Ernst Breidenbach
Auch ich ein Davidsbündler
Works by Schumann, Zdralek, Reubke
Auch ich ein Davidsbündler
Works by Schumann, Zdralek, Reubke
Robert Schumann (1810-1856)
Davidsbündlertänze op.6
Marko Zdralek (*1973)
Auch ich ein Davidsbündler
Julius Reubke (1834-1858)
Klaviersonate b-Moll
catalog number 21137
Zum Arabischen Coffe Baum - This is the name of one of Europe’s oldest and most well-known Coffee Houses and it can be found right in the centre of Leipzig. Among its illustrious patrons were Bach, Lessing, Goethe and Napoleon. Robert Schumann was also a regular visitor. In 1834 the discussions and plans of these “young hotheads” (Schumann’s own words) led to the founding of the ‘Neue Zeitschrift für Musik’, which soon became the leading German language music periodical.

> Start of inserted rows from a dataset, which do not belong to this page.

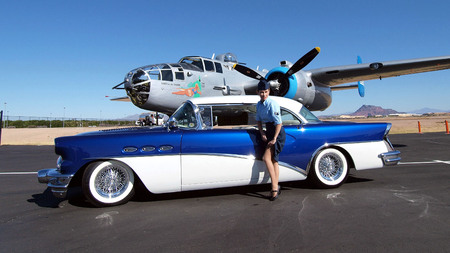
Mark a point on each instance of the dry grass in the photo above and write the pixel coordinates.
(410, 124)
(46, 136)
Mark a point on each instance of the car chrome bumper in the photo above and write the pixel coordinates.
(57, 182)
(390, 158)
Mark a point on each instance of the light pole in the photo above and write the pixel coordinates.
(4, 122)
(64, 115)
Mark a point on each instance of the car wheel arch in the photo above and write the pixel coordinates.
(312, 172)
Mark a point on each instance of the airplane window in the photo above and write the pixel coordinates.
(154, 74)
(192, 63)
(209, 66)
(167, 75)
(218, 67)
(185, 117)
(179, 75)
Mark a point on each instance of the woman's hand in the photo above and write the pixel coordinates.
(264, 137)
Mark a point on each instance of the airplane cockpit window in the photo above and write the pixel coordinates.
(218, 67)
(192, 63)
(167, 75)
(179, 75)
(153, 72)
(209, 65)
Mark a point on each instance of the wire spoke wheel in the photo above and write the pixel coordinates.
(108, 183)
(330, 168)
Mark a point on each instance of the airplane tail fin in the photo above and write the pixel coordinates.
(361, 87)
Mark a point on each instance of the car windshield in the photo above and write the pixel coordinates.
(311, 118)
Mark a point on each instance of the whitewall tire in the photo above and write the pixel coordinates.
(108, 183)
(330, 168)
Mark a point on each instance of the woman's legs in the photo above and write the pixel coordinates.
(273, 168)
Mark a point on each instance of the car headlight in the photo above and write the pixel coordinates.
(58, 163)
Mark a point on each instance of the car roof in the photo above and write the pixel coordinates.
(247, 99)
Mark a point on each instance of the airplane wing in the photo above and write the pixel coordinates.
(332, 76)
(124, 99)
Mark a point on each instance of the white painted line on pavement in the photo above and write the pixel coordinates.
(17, 173)
(429, 162)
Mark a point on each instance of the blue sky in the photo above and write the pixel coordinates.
(69, 54)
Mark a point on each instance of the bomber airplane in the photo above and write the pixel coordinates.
(163, 87)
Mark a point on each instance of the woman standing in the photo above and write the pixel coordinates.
(268, 112)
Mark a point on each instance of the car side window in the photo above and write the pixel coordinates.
(218, 67)
(209, 65)
(288, 118)
(206, 115)
(238, 116)
(185, 117)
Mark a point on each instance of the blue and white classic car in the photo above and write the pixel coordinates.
(213, 142)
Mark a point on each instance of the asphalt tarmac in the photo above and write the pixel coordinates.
(405, 208)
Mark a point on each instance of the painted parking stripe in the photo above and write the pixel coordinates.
(17, 173)
(429, 162)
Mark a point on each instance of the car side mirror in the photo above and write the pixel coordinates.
(172, 124)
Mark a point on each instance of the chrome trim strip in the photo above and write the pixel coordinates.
(251, 157)
(390, 158)
(57, 182)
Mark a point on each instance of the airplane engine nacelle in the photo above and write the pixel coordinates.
(301, 88)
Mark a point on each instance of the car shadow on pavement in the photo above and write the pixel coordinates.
(46, 199)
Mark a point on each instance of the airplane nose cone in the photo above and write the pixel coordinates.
(138, 87)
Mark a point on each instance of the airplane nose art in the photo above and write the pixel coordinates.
(138, 87)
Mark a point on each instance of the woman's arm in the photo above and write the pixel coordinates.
(277, 132)
(261, 131)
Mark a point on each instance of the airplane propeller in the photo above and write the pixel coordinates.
(300, 64)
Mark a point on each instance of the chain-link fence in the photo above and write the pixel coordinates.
(49, 122)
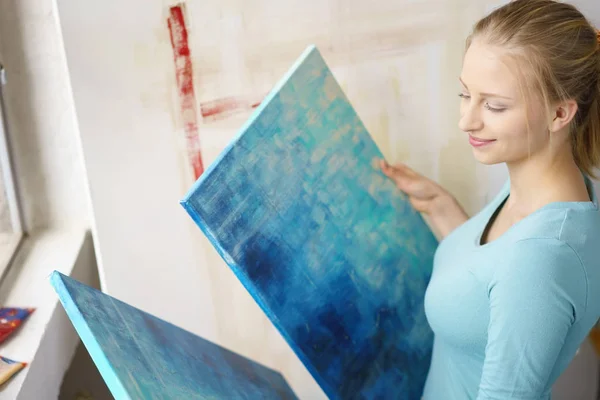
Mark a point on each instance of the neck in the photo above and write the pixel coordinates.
(536, 182)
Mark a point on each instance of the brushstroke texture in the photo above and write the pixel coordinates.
(142, 357)
(185, 85)
(328, 247)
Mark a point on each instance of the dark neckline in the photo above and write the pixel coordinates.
(591, 204)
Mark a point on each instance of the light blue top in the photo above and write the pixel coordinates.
(509, 315)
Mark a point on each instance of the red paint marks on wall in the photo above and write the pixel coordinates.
(221, 108)
(185, 85)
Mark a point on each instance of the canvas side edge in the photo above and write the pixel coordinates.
(258, 299)
(282, 81)
(87, 337)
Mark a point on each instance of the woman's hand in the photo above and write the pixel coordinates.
(427, 197)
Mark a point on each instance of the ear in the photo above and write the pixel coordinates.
(563, 114)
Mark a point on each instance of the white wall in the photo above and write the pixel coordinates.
(398, 63)
(42, 125)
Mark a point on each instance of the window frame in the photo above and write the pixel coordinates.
(10, 243)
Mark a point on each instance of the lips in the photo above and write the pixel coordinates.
(478, 142)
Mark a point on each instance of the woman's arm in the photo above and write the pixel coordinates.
(537, 293)
(428, 197)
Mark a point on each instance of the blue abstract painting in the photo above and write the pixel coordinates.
(327, 245)
(142, 357)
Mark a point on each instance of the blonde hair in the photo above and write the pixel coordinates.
(562, 50)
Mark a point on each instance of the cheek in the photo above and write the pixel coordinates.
(508, 125)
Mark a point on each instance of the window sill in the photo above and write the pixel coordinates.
(9, 242)
(47, 340)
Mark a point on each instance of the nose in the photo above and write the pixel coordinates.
(470, 118)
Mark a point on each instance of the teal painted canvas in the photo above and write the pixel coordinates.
(328, 247)
(142, 357)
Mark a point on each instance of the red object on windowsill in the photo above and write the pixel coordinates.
(11, 319)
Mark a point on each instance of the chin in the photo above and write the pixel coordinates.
(487, 158)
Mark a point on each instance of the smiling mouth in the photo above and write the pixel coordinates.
(477, 142)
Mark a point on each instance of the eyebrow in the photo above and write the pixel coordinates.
(485, 94)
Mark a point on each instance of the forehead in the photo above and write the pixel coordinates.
(487, 69)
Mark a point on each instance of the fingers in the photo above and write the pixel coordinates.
(407, 180)
(397, 168)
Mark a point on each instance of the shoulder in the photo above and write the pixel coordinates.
(542, 268)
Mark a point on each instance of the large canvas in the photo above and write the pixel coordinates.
(143, 357)
(330, 249)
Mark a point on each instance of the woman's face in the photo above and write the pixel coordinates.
(501, 126)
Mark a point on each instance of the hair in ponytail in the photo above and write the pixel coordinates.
(561, 50)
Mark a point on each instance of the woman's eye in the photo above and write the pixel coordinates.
(493, 109)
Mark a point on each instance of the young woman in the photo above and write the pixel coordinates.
(516, 288)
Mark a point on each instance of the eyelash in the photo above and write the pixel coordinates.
(487, 105)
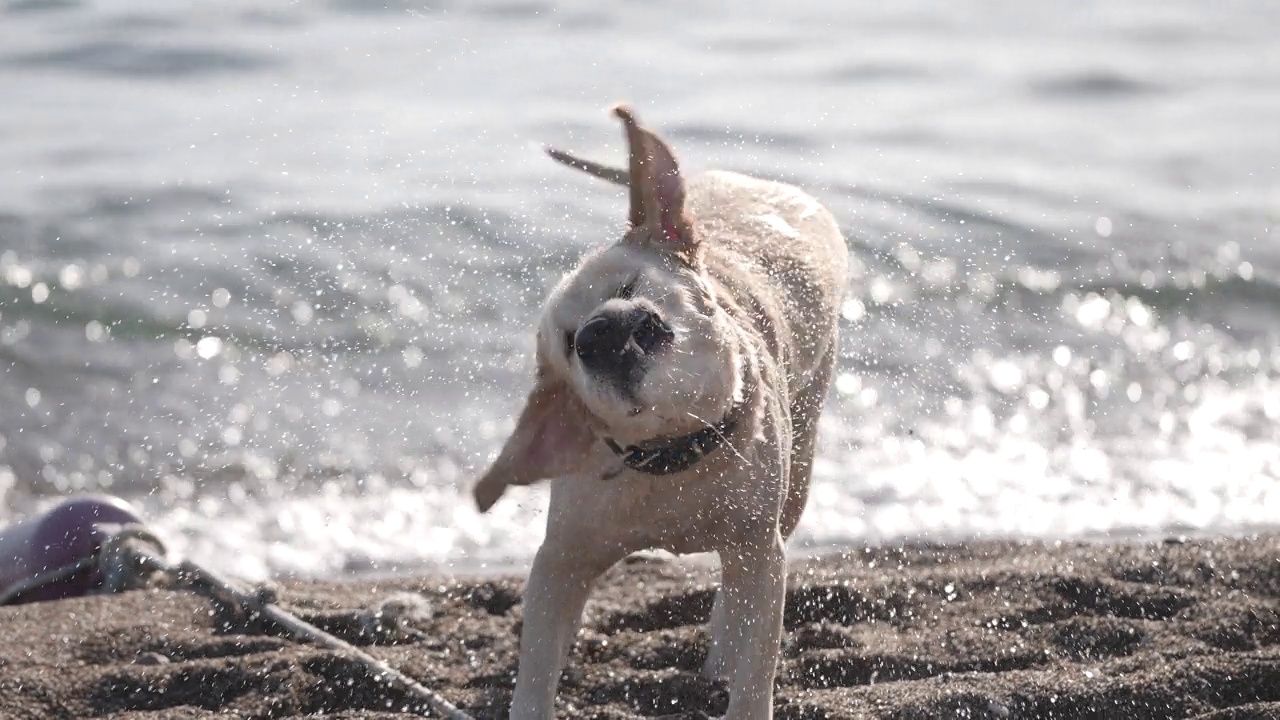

The Davidsbündlertänze op. 6, which Schumann composed between August and September 1837 are cyclic, with sudden changes of character and yet they are “very different to Carnaval”, as Schumann wrote: They “are as similar to it as faces are to masks”.
Julius Reubke, the son of an organ builder, first studied in Berlin and then moved to Weimar in 1856, at the latest, to study with Liszt. A letter of recommendation from Hans von Bülow, who described his as being “the best student at the conservatory”, paved the way for this transition. In Weimar he quickly became one of the most promising of Liszt’s circle of friends and acquaintances. Reubke died much too early, only 24 years old.
Schumann’s League of David utopia has occasionally been taken up by other composers, such as in two works by Thomas Kirchner, a friend of Brahms. In principle, an approach on two levels is conceivable, the musical level and the personal, historic-ideological level. The composer Marko Zdralek, born in 1973, must have been thinking along these lines when he decided on the title Auch ich ein Davidsbündler. His work for piano from 2003, which is recorded on this CD for the first time, amalgamates the gravitational pull of Schumann’s music and the commitment to an idealistic collective with concrete stylistic models.